August 29, 2017
On August 25, 2017, Weil won a complete victory in a $4 billion investor class action when the U.S. District Court for the District of Colorado granted summary judgment on every count as to each of the more than 20 defendants, including Lehman Brothers, Tishman-Speyer, Equity Residential, the Archstone-Smith REIT, and the indemnifying parties. This was the last stop before trial, which had already been scheduled. As a result of this decision, the trial has been vacated, and all counts against all defendants have been dismissed.
This decision ends a 10-year litigation saga surrounding one of the largest REIT going private transactions in history – the $22 billion purchase of Archstone by the defendants, which occurred on the eve of the 2008 financial crisis. The litigation covered both the original going private deal, as well as the subsequent $16 billion asset sale by the buyers to Equity Residential (which plaintiffs tried to stop). The plaintiffs were real estate investors that owned special tax preferred equity interests in Archstone. The LBO allegedly blew up their tax benefits, underpaid them in the deal compared to other equity holders, and executed the deal in a manner that violated the governing charter of Archstone, in breach of fiduciary duties, and to the improper benefit of the buyers.
Weil ran all aspects of this litigation leading up to last Friday’s decision.

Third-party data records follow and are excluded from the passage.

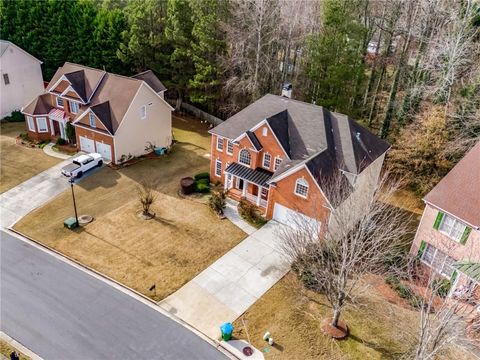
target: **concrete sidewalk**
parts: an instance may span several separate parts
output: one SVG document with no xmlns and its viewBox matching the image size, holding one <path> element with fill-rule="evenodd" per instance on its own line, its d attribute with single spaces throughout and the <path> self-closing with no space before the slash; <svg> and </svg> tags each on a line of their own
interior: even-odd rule
<svg viewBox="0 0 480 360">
<path fill-rule="evenodd" d="M 270 221 L 159 305 L 211 338 L 234 321 L 290 269 Z"/>
<path fill-rule="evenodd" d="M 43 147 L 43 152 L 45 154 L 47 154 L 48 156 L 55 157 L 55 158 L 58 158 L 58 159 L 66 160 L 66 159 L 69 159 L 71 157 L 71 155 L 62 154 L 61 152 L 53 150 L 53 145 L 55 145 L 55 144 L 54 143 L 48 143 L 47 145 L 45 145 Z"/>
<path fill-rule="evenodd" d="M 62 161 L 0 194 L 0 227 L 12 226 L 30 211 L 68 189 L 69 183 L 61 175 L 61 169 L 70 162 L 70 158 Z"/>
</svg>

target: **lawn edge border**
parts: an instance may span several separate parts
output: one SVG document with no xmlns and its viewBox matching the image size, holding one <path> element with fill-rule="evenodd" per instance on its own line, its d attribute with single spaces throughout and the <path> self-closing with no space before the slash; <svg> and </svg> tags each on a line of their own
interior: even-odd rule
<svg viewBox="0 0 480 360">
<path fill-rule="evenodd" d="M 25 356 L 28 356 L 30 359 L 32 360 L 43 360 L 42 357 L 40 357 L 39 355 L 35 354 L 32 350 L 30 350 L 29 348 L 27 348 L 25 345 L 23 345 L 22 343 L 18 342 L 17 340 L 15 340 L 14 338 L 12 338 L 10 335 L 8 335 L 7 333 L 3 332 L 2 330 L 0 330 L 0 339 L 2 339 L 3 341 L 5 341 L 6 343 L 8 343 L 9 345 L 11 345 L 12 347 L 15 348 L 15 350 L 18 350 L 20 351 L 22 354 L 24 354 Z"/>
<path fill-rule="evenodd" d="M 35 239 L 29 237 L 28 235 L 23 234 L 22 232 L 20 232 L 16 229 L 13 229 L 13 228 L 9 227 L 9 228 L 4 228 L 3 230 L 6 231 L 7 233 L 10 233 L 10 235 L 15 236 L 15 238 L 17 238 L 21 241 L 24 241 L 24 242 L 36 247 L 37 249 L 46 252 L 49 255 L 54 256 L 56 259 L 58 259 L 60 261 L 63 261 L 66 264 L 68 264 L 70 266 L 73 266 L 73 267 L 85 272 L 86 274 L 88 274 L 90 276 L 93 276 L 94 278 L 96 278 L 100 281 L 105 282 L 106 284 L 108 284 L 108 285 L 112 286 L 113 288 L 123 292 L 126 295 L 131 296 L 132 298 L 140 301 L 144 305 L 149 306 L 150 308 L 158 311 L 162 315 L 168 317 L 169 319 L 177 322 L 178 324 L 187 328 L 191 332 L 195 333 L 198 337 L 200 337 L 204 341 L 208 342 L 210 345 L 214 346 L 218 351 L 220 351 L 224 355 L 228 356 L 230 359 L 239 360 L 239 358 L 237 356 L 235 356 L 228 349 L 223 347 L 222 344 L 218 340 L 215 340 L 215 339 L 212 339 L 212 338 L 208 337 L 206 334 L 204 334 L 203 332 L 201 332 L 197 328 L 188 324 L 187 322 L 185 322 L 184 320 L 175 316 L 174 314 L 171 314 L 170 312 L 166 311 L 161 306 L 159 306 L 157 304 L 157 302 L 155 302 L 154 300 L 150 299 L 149 297 L 141 294 L 140 292 L 126 286 L 125 284 L 122 284 L 118 280 L 115 280 L 115 279 L 111 278 L 110 276 L 101 273 L 98 270 L 95 270 L 95 269 L 91 268 L 88 265 L 82 264 L 78 260 L 75 260 L 74 258 L 63 254 L 60 251 L 58 251 L 54 248 L 51 248 L 50 246 L 42 244 L 40 241 L 35 240 Z M 41 358 L 37 358 L 37 359 L 41 359 Z"/>
</svg>

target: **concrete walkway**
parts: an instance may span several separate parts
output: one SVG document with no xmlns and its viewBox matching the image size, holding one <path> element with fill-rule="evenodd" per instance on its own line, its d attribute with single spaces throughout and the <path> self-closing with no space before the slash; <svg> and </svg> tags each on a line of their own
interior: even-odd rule
<svg viewBox="0 0 480 360">
<path fill-rule="evenodd" d="M 159 305 L 217 338 L 223 322 L 237 319 L 290 269 L 279 250 L 280 226 L 270 221 L 253 231 Z"/>
<path fill-rule="evenodd" d="M 47 154 L 48 156 L 52 156 L 52 157 L 55 157 L 55 158 L 58 158 L 58 159 L 69 159 L 71 157 L 71 155 L 66 155 L 66 154 L 62 154 L 58 151 L 55 151 L 53 150 L 53 145 L 55 145 L 54 143 L 48 143 L 47 145 L 45 145 L 43 147 L 43 152 L 45 154 Z"/>
<path fill-rule="evenodd" d="M 230 198 L 227 198 L 226 200 L 226 208 L 223 211 L 225 216 L 230 220 L 234 225 L 238 226 L 240 229 L 242 229 L 245 233 L 248 235 L 252 235 L 257 229 L 247 223 L 245 220 L 242 219 L 240 214 L 237 211 L 237 205 L 238 201 L 232 200 Z"/>
<path fill-rule="evenodd" d="M 7 228 L 69 187 L 61 175 L 67 159 L 0 194 L 0 227 Z"/>
</svg>

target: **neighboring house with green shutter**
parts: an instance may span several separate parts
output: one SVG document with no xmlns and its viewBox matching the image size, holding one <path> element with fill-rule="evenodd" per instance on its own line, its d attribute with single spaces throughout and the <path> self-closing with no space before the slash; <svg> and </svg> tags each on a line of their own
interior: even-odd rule
<svg viewBox="0 0 480 360">
<path fill-rule="evenodd" d="M 478 285 L 460 263 L 480 263 L 480 142 L 430 191 L 411 252 L 453 280 Z"/>
</svg>

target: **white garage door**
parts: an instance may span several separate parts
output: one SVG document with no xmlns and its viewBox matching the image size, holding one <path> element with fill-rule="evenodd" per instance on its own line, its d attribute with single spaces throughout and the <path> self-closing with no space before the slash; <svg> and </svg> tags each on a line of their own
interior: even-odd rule
<svg viewBox="0 0 480 360">
<path fill-rule="evenodd" d="M 112 147 L 110 145 L 98 141 L 95 141 L 95 145 L 97 146 L 97 152 L 102 155 L 105 160 L 112 160 Z"/>
<path fill-rule="evenodd" d="M 93 140 L 87 139 L 84 136 L 80 136 L 80 150 L 87 153 L 95 152 L 95 144 Z"/>
<path fill-rule="evenodd" d="M 309 228 L 311 227 L 312 230 L 315 229 L 316 231 L 319 231 L 321 225 L 320 221 L 277 203 L 275 203 L 275 206 L 273 207 L 273 219 L 294 229 L 305 226 Z"/>
</svg>

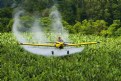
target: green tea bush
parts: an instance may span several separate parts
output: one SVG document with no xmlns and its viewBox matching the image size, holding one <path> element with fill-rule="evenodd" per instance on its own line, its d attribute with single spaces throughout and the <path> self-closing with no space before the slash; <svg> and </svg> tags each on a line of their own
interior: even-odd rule
<svg viewBox="0 0 121 81">
<path fill-rule="evenodd" d="M 86 45 L 76 54 L 44 57 L 25 51 L 11 33 L 0 33 L 2 81 L 120 81 L 121 37 L 70 34 L 74 43 Z"/>
</svg>

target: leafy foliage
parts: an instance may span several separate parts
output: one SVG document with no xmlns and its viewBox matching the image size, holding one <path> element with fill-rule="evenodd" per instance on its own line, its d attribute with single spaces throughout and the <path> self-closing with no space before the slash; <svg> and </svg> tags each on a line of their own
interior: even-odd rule
<svg viewBox="0 0 121 81">
<path fill-rule="evenodd" d="M 11 8 L 3 8 L 0 9 L 0 32 L 9 32 L 10 29 L 6 26 L 12 18 L 12 9 Z"/>
<path fill-rule="evenodd" d="M 70 24 L 74 24 L 75 20 L 83 21 L 84 19 L 105 20 L 111 24 L 113 20 L 121 19 L 120 0 L 1 0 L 0 3 L 0 8 L 22 7 L 31 14 L 36 11 L 42 13 L 52 5 L 58 4 L 64 20 Z"/>
<path fill-rule="evenodd" d="M 22 8 L 29 15 L 41 16 L 42 25 L 45 24 L 44 28 L 49 31 L 51 20 L 47 16 L 49 8 L 54 4 L 62 14 L 62 19 L 67 22 L 67 26 L 64 26 L 70 33 L 116 36 L 115 32 L 121 27 L 120 0 L 1 0 L 0 32 L 11 31 L 13 8 Z M 27 16 L 24 18 L 29 19 Z M 27 24 L 27 27 L 28 25 L 31 24 Z"/>
<path fill-rule="evenodd" d="M 121 80 L 121 37 L 72 34 L 69 38 L 75 43 L 102 42 L 74 55 L 44 57 L 24 51 L 11 33 L 0 33 L 1 80 Z"/>
</svg>

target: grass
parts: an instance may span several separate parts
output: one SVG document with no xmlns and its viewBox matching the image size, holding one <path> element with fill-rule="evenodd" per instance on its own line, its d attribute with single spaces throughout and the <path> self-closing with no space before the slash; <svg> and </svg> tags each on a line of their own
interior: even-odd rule
<svg viewBox="0 0 121 81">
<path fill-rule="evenodd" d="M 81 53 L 44 57 L 25 51 L 11 33 L 0 33 L 2 81 L 120 81 L 121 37 L 72 34 L 75 43 L 101 41 Z"/>
</svg>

It has included trips to the Seventh and Tenth Circuit Courts of Appeals, proceedings before four federal district court judges, three California State Court judges, a New York Supreme Court judge, and three arbitrations resulting in favorable arbitration decisions that were confirmed by three different courts. The Weil team traveled to depositions, hearings, and arbitrations in twelve states. At one point, it secured victories in two separate TRO hearings in two states over the course of two consecutive days.
The summary judgment decision was based on a massive record including about 80 depositions, one million pages of documents, and evidence provided by accountants, lawyers, and bankers. The Court held that nothing in Archstone’s governing charter or Maryland corporate law restricted Archstone’s authority to structure the merger as it did. In the end, the Court determined that there was “no genuine dispute of material fact that the terms of the 2007 merger were permissible, contrary to Plaintiffs’ position.” The Court also imposed costs on the Plaintiffs.
The Weil team was led by Litigation Department Co-Chair Jonathan Polkes and Securities Litigation partner Caroline Zalka, and included associates Adam Banks, Melanie Conroy, Justin D’Aloia, Ondrej Staviscak-Diaz, Raquel Kellert, Irisa Chen, Lauren Engelmyer, Andrew Cauchi, and Megan Richardson. Critical contributions over the years were made by Greg Silbert, Paul Dutka and Jessie Mishkin. Corporate partners Mike Bond and David Herman, and Tax partner Mark Schwed, were integral members of the team.